Para o dia 14, está marcada a audiência em que o (Ministério Público Federal) deve propor um acordo com os investigados. É a chamada proposta de transação.

Ou seja, o MPF propõe uma aplicação imediata da pena, sem que o processo seja iniciado. Desta forma, os investigados passam a cumprir uma pena restritiva de direito ou o pagamento de multa, mas a investigação é assinada.

Com isso, os investigados não são denunciados pelo MPF e não acumulam antecedente criminal pelo fato denunciado.

O Midiamax acionou os envolvidos e aguarda retorno. Como a informação foi obtida por meio de fonte oficial, o processo que é público e tramita na Justiça Federal, a matéria está passível de edição para acréscimo de posicionamento.

Confira a nota encaminhada pelo deputado Catan:

“Sou advogado, exerço essa profissão nobre, que tem a responsabilidade de afastar a injustiça e apresentar a plenitude dos direitos e garantias individuais das pessoas, independente de ser parlamentar.

O artigo 359-T do Código Penal é claro ao relatar que não constitui crime a nenhuma das acusações que possam ser ali imputadas, as críticas aos poderes constitucionais, nem a atividade jornalística ou a reivindicação de direitos e garantias constitucionais por meio de passeatas, reuniões, greves, aglomerações ou qualquer outra forma de manifestação política com propósitos sociais.

Sendo assim, sempre apoiamos todas as movimentações populares para as quais fomos convocados.
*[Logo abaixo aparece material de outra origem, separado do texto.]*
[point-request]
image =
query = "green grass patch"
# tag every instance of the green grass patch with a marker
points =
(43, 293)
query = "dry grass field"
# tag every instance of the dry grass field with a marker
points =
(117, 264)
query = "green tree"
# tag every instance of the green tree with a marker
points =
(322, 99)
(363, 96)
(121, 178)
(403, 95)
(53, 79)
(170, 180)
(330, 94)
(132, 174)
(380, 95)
A grande maioria presente em frente ao CMO entendeu que nossa posição era no sentido de demonstrar que toda a revolta deles com as leis, com o sistema eleitoral, com as perseguições que ocorreram durante o período eleitoral só aconteceram porque existem leis e garantias das autoridades de promover aquilo que foi feito.

Nosso mandato funciona como um tipo de escudo para este tipo de ataque à relativização do processo democrático. Somente uma reforma constitucional, por meio de pressão popular e de parlamentares seria capaz de mudar muitos destes instrumentos, algo que a gente continua acreditando. Nossas falas sempre foram nesse sentido, por isso, nós estamos tranquilos, preparados para qualquer tipo de discussão, embate ou enfrentamento”
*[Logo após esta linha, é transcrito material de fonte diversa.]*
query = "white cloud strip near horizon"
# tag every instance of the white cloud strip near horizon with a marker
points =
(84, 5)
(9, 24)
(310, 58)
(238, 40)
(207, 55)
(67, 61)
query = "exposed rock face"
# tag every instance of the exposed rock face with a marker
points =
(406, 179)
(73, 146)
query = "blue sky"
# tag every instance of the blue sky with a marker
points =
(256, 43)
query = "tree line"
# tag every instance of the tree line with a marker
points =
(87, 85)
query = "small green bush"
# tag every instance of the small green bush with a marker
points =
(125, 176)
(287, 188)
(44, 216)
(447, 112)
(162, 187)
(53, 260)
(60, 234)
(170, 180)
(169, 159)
Sandro Benites respondeu que:

Em relação à notícia da audiência marcada com a Justiça Federal, esclareço que não fui intimado, contudo, respeitando integralmente o ordenamento jurídico brasileiro e o devido processo legal, me coloco à disposição da justiça, uma vez que não agi em confronto à democracia.

Acredito que o acordo é a fim de que não haja litígio e permita encerrar de maneira efetiva essa questão, sempre em conformidade com os princípios democráticos e legais que regem nosso país“.
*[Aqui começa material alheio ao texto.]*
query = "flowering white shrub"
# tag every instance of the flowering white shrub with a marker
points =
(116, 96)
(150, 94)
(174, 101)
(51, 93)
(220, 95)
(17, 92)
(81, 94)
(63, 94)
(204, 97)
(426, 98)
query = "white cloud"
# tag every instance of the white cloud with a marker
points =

Denúncia por participação nos atos

Em 2022, a denúncia foi apresentada pelo deputado estadual Zeca do PT (PT), na Justiça Federal. O crime denunciado trata de incitação pública ao crime, previsto no artigo 286 do Código Penal.

Esses crimes teriam sido praticados no acampamento montado em frente ao CMO (Comando Militar do Oeste) na época da eleição. As participações teriam sido feitas insuflando os manifestantes a continuarem no local.

Também patrocinando por meio de valores a alimentação dos manifestantes, bem como estimulando o bloqueio de rodovias. O vereador Sandro Benites foi denunciado por supostas falas contra o então comandante do CMO.